Even without a comprehensive explanation of how the body translates less food into more time, scientists might be getting a better idea of what type of response the ascetic diet induces. According to a hypothesis that's gaining support, the reaction to CR qualifies as a form of hormesis, the phenomenon in which mild stresses promote longevity (see "Stress for Success"). Moderate doses of radiation or toxins spur organisms to deploy defenses such as heat shock proteins and antioxidant enzymes that make them tougher--and lengthen life. Likewise, food scarcity stresses creatures and triggers a host of protective pathways, says physiologist Edward Masoro, a professor emeritus at the University of Texas Health Sciences Center in San Antonio who now lives in Charleston, South Carolina. The explanation clarifies why a strategy that involves slowing or curtailing reproduction could evolve. Facing an emergency, organisms temporarily shift their resources into self-preservation. Unlike previous theories for CR, such as the notion that reduced food intake drives down metabolic rate, the hypothesis ascribes creatures' responses to active, not passive, changes, says Sinclair. Linking CR with hormesis pushes the field forward by helping scientists define what type of phenomenon they are seeing, he says: "We can now view the physiological changes [of CR] as being part of a survival response."

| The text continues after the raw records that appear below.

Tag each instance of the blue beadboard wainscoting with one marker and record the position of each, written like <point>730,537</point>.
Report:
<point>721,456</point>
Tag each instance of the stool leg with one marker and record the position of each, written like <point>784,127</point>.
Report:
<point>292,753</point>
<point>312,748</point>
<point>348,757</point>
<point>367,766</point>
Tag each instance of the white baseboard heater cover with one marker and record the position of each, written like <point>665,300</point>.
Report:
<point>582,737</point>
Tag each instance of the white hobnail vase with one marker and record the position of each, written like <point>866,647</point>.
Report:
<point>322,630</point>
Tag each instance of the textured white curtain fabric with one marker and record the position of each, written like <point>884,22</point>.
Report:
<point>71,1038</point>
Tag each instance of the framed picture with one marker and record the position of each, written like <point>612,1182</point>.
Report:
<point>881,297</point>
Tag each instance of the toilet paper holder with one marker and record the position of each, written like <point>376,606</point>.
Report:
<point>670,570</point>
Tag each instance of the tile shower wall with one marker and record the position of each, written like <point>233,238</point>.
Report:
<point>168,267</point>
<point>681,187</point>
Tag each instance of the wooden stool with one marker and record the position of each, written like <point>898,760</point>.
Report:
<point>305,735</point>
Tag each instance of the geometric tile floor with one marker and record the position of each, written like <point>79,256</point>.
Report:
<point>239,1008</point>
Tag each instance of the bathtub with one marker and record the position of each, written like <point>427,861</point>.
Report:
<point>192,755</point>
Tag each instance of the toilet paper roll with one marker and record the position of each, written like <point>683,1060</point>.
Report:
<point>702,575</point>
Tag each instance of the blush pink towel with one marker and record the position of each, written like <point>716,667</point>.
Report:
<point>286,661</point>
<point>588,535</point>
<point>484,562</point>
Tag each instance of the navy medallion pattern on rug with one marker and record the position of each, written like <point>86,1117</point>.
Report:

Recent findings encourage some scientists that they are closing in on at least one of the control pathways that trigger this survival response. "I think we are close to having a mechanism" for CR, says molecular biologist Leonard Guarente of the Massachusetts Institute of Technology in Cambridge. The linchpins of the pathway, he says, are the sirtuin proteins, which promote longevity in a number of species. "It's not everything, but it is one thing," says Guarente, acknowledging that factors in addition to sirtuins might underlie CR.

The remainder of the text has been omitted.